Data lakes are a common pattern for building a modern data platform. Data lakes offer organizations a centralized way for storing, processing, and securing data. Data teams need to make sure data lakes provide high-quality data to serve a range of use cases, including data visualizations, real-time analytics, and machine learning (ML), allowing organizations to generate business value. At the same time, data teams need to make sure the data lake reflects changes to data and schemas in the underlying source systems.
In this post, we show you how to build data pipelines to replicate data from Microsoft SQL Server to a data lake in Amazon Simple Storage Service (Amazon S3) using AWS Database Migration Service (AWS DMS). You can extend the solution presented in this post to other database engines like PostgreSQL, MySQL, and Oracle. These data pipelines are optimized for both cost and performance and implement features like schema evolution to automate manual tasks. Schema evolution is a process of modifying the structure of a database schema over time to accommodate evolving business requirements. After the data lands in the data lake, we build extract, transform, and load (ETL) pipelines for transforming the data to create data marts to serve different use cases.
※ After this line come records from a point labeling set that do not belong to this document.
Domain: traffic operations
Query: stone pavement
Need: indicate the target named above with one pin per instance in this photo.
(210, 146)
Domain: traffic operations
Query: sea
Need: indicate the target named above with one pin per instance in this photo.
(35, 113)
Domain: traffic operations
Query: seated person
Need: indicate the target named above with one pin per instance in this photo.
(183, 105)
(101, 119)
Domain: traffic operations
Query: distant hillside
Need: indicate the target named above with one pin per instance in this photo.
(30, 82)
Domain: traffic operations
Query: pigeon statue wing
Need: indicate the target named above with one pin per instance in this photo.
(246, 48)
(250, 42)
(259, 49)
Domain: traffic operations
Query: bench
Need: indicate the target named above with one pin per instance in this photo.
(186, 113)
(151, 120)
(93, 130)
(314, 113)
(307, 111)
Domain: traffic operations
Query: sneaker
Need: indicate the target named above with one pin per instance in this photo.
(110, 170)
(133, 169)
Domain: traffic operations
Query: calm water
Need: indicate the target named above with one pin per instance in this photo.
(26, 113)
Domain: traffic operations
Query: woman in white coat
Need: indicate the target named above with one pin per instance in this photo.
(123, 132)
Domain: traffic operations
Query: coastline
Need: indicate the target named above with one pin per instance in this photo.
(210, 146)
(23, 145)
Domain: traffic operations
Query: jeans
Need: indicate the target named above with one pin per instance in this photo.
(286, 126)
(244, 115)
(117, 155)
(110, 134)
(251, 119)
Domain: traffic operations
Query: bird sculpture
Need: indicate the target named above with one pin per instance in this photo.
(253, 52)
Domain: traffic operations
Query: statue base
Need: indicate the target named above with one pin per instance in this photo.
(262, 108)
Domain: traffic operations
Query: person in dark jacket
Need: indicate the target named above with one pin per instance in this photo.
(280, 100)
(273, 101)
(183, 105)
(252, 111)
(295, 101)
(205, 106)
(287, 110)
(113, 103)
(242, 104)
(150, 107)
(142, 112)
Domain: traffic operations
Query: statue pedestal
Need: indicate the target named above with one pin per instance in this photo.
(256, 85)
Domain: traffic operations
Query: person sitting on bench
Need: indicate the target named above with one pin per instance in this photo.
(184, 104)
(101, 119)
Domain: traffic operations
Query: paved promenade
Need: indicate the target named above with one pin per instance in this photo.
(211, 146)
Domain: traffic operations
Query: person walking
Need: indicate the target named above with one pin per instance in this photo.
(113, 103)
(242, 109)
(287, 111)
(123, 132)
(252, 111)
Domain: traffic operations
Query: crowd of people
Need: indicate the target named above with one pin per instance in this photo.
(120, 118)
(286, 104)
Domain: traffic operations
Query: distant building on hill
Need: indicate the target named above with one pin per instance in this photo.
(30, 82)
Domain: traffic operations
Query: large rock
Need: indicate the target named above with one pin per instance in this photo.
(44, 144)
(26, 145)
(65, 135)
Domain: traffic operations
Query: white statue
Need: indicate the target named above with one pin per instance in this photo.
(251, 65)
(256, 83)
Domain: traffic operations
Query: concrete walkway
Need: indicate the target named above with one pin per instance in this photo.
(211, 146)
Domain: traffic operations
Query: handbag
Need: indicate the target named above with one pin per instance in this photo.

This is a three-part series in which we discuss the end-to-end process of building a data lake from a legacy SQL Server database. You can check out the next posts in the series:
- Part 2: Build a data lake using AWS DMS data on Apache Iceberg
- Part 3: Lake house data processing layer
Solution overview
The following diagram shows the architecture of this solution.
Choosing the right tools and tech stack to build a data lake is critical in order to build a scalable solution and deliver data with a short time to market. In this post, we go over the process of building a data lake using AWS Glue ETL jobs and Amazon Redshift Spectrum, provide rationale behind the different decisions, and share best practices when building such a platform.
AWS DMS is a managed migration and replication service that helps you move database and analytics workloads to AWS quickly, securely, and with minimal downtime and zero data loss. AWS DMS can migrate existing data (full load) and replicate ongoing changes from SQL Server databases. Refer to Sources for AWS DMS for the supported versions and editions. AWS DMS works by setting up a source and destination for the replication and running a replication task on an AWS DMS replication instance. The AWS DMS replication instance can be either a provisioned or serverless instance. AWS DMS Serverless provides automatic provisioning, scaling, and built-in high availability. In this example, we use AWS DMS Serverless for replicating the data. Refer to Supported Engine Versions to see the supported database types, and review the limitations using SQL Server as source and Amazon S3 as target.
In our setup, we have configured the following components:
- Source endpoint – This is database connection information pointing to the source Microsoft SQL database. The AWS DMS replication instance uses this information to connect to the source database.
- Target endpoint – This is an S3 bucket where the data will arrive. The AWS DMS replication instance uses this information to connect to the target S3 bucket. Refer to Endpoint settings when using Amazon S3 as a target for AWS DMS for the different options you can use to configure your S3 target database.
- AWS DMS replication task – The replication task runs on the replication instance and migrates data from the source endpoint to the target endpoint. The type of task is full load and change data capture (CDC). AWS DMS Serverless automatically scales the capacity units based on load on replication.
AWS DMS can start a full data load while capturing changes on the source. The full load migration phase populates the target with a copy of the source data. After the full load is complete, captured changes are applied to the target. When the changes have been applied, the task goes into ongoing CDC mode, which scans the source for new data or schema changes. AWS DMS is able to capture schema changes on the source, such as the addition of new columns or tables, and apply these to the destination without the need for any additional code or manual steps. For more details, refer to DDL statements supported by AWS DMS.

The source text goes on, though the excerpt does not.